The Continuity Blueprint

High-Stakes Social Innovation: Bridging Design Thinking and Institutional Reality

SERVICES: ServiceDesign, InstitutionalStrategy, Social Innovation

The Mission:
Engineering a Sustainable Bridge from Incarceration to Industry

Timeline: 2016 – 2018

Stakeholders & Collaborators

  • Gaia Armellin: Service Design Facilitation, Curriculum Co-creation, and International Business Development.
  • Design Against Crime Research Lab (CSM): Led by Prof. Lorraine Gamman (Principal Investigator) and Prof. Adam Thorpe (Co-Investigator). Architects of the Makeright methodology and award-winning curriculum.
  • HMP Thameside: Institutional facility and operational support, led by Enterprise Manager Keith Jarvis.
  • The Makeright Team: Core facilitation and research support by Prasanna Gunasekera and Erika Renedo Illarregi.
  • SociallyMadeInItaly: Strategic partner for luxury-grade manufacturing and Italian prison-system integration.
  • Stretch Charity: Multimedia storytelling and inmate narratives, led by Carlotta Allum.
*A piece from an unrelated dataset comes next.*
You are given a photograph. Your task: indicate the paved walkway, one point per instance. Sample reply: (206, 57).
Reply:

My objective was to evolve the Makeright Academy -an award-winning design thinking program by Central Saint Martin’s Design Against Crime Research Lab – from a successful classroom intervention into a scalable, international social enterprise.
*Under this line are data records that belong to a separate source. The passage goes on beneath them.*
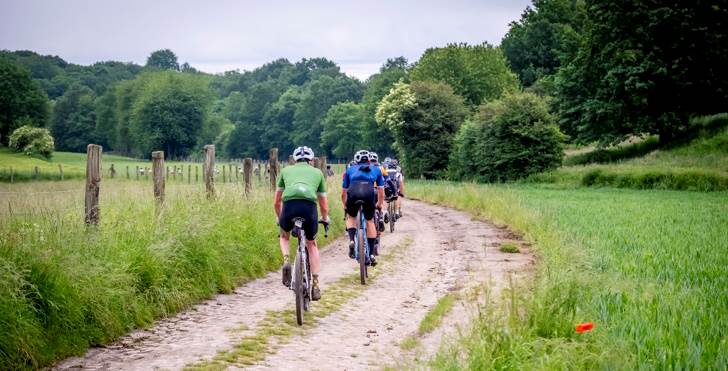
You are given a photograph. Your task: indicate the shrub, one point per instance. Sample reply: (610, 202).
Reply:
(510, 139)
(32, 141)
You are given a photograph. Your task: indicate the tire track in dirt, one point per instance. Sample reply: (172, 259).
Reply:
(449, 252)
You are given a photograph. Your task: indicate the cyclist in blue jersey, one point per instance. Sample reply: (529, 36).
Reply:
(359, 185)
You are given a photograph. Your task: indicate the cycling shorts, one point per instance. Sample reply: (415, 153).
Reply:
(361, 191)
(300, 209)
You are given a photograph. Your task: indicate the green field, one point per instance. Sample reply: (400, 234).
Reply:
(65, 287)
(649, 268)
(74, 166)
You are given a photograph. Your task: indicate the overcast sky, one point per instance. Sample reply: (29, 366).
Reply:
(216, 36)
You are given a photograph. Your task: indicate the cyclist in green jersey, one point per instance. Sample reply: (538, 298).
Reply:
(299, 187)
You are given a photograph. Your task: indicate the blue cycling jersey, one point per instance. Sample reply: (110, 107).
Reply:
(355, 174)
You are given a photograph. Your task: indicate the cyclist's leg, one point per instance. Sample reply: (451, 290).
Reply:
(368, 208)
(310, 227)
(286, 224)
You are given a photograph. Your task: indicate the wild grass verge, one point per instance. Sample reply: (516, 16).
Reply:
(647, 267)
(65, 286)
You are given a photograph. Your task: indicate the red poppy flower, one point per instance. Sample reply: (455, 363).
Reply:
(584, 327)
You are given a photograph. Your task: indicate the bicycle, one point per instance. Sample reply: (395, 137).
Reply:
(361, 246)
(392, 212)
(301, 282)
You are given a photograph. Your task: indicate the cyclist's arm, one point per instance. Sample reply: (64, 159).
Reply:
(380, 190)
(278, 199)
(324, 206)
(277, 202)
(344, 187)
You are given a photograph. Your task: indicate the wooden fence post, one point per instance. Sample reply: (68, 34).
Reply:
(93, 183)
(210, 170)
(247, 175)
(273, 161)
(158, 176)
The goal was to move beyond “vocational training” and toward a self-sustaining production model that provided inmates with real-world economic agency and a viable professional future.

The Challenges:
Navigating Institutional Friction and the “Release Cliff”
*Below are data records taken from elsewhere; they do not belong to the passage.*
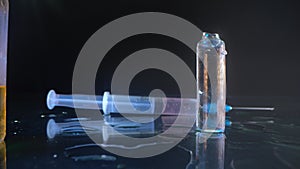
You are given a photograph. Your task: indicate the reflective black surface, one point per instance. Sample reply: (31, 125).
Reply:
(256, 139)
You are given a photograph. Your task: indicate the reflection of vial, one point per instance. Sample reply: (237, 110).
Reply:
(211, 83)
(210, 151)
(2, 155)
(3, 60)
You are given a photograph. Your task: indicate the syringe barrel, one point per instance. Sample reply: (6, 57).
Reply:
(73, 101)
(127, 104)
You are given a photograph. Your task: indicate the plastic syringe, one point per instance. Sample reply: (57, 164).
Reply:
(108, 102)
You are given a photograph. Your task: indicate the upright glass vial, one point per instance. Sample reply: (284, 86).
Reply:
(3, 64)
(211, 83)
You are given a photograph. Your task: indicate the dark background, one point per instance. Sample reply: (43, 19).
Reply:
(262, 40)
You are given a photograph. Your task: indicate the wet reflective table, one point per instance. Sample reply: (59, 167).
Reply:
(254, 140)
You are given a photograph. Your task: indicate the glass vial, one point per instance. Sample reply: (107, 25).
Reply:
(3, 64)
(211, 83)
While the project was academically celebrated (winner of the 2016 Best Design Award), the boots-on-the-ground reality revealed three systemic bottlenecks:

  • The Pedagogy Gap: Academic theory was often too abstract for a non-scholar audience, leading to “shutdowns” and disruption during workshops.
  • The Ethical Disconnect: The existing product focus (anti-theft bags) felt preachy to the learners, creating a barrier to authentic engagement.
  • The Continuity Crisis: The most harrowing “design flaw” was the transition. Learners were released with only £30 and no structural bridge to the industry, often leading to immediate systemic collapse and recidivism risk.

Our Strategy:
From Classroom Intervention to International Production Engine

Our approach was to move beyond “teaching” and into Strategic Service Design. I focused on three levels of intervention:

1. Embodied Facilitation (The Somatic Layer)
I facilitated the delivery to be practice-led. We “hid” the theory inside the craft, using textile origami and prototyping to keep learners engaged. I loosened the “expert mask” to hold a space of radical vulnerability, allowing the learners to move from “inmate” to “collaborator.”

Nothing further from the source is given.